Massoud l’Afghan PDF

Sa réputation de chef militaire, et notamment son surnom massoud l’Afghan PDF  Lion du Pandjchir , vient du fait qu’il a réussi à repousser sept attaques d’envergure des troupes soviétiques contre la vallée du Pandjchir, au nord-est de Kaboul. Son nom de naissance est Ahmed Shah. Son père, Dost Mohammed Khan, est alors colonel dans l’armée royale afghane. Les communistes prennent officiellement le pouvoir en 1978.


Notre calendrier indique la date du 9 septembre 2001. À Paris, en France, c’est un dimanche comme les autres. À New York, c’est bientôt l’heure des foules pressées qui marchent entre les blocs d’immeubles comme à travers des couloirs. De loin, les deux tours du World Trade Center se découpent dans une aube de plus en plus claire. Plus loin, beaucoup plus loin, dans un pays qui n’a pas intéressé grand monde, ce jour sera celui d’un drame qui va devenir le premier acte d’une terrible tragédie. Christophe de Ponfilly a longuement côtoyé le commandant Massoud, figure charismatique de la résistance afghane contre les Soviétiques. Depuis l’entrée en scène des taliban, Massoud avait abandonné Kaboul et s’était replié dans son fief du Panjshir. À travers la sensibilité d’un écrivain-reporter, se dessine peu à peu le portrait singulier d’un combattant que l’Occident n’a pas su écouter.

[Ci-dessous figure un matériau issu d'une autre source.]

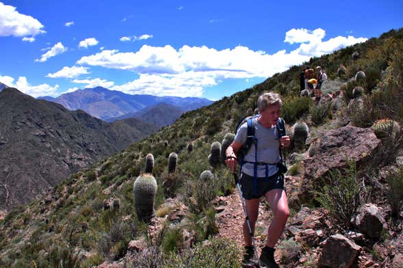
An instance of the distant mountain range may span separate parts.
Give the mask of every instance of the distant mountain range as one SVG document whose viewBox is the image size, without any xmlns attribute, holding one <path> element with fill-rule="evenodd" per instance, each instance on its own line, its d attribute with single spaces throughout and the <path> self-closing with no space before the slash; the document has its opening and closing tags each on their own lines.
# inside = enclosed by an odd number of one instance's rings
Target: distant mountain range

Pensant qu’une révolte armée contre les communistes recevrait le soutien du peuple, Massoud, le 6 juillet 1979, commence une insurrection dans le Pandjchir, qui d’abord échoue. Par la suite, il prend l’entier contrôle du Pandjchir et chasse les troupes communistes afghanes. Malgré de constantes attaques de la part de l’Armée rouge et de l’armée afghane, Massoud augmente sa force militaire. L’armement des moujahidines est constitué d’armement soviétique pris à l’ennemi.

Massoud forme lui-même les combattants de la liberté. Sa popularité attire des commandants d’autres régions pour former leurs troupes, auprès de Massoud. L’entraînement dure deux mois et les opérations militaires sont limitées à quinze jours, après lesquels les moujahidines peuvent retourner auprès de leur famille. Ils pensent ainsi : si nous mourons, nous gagnerons le Janat.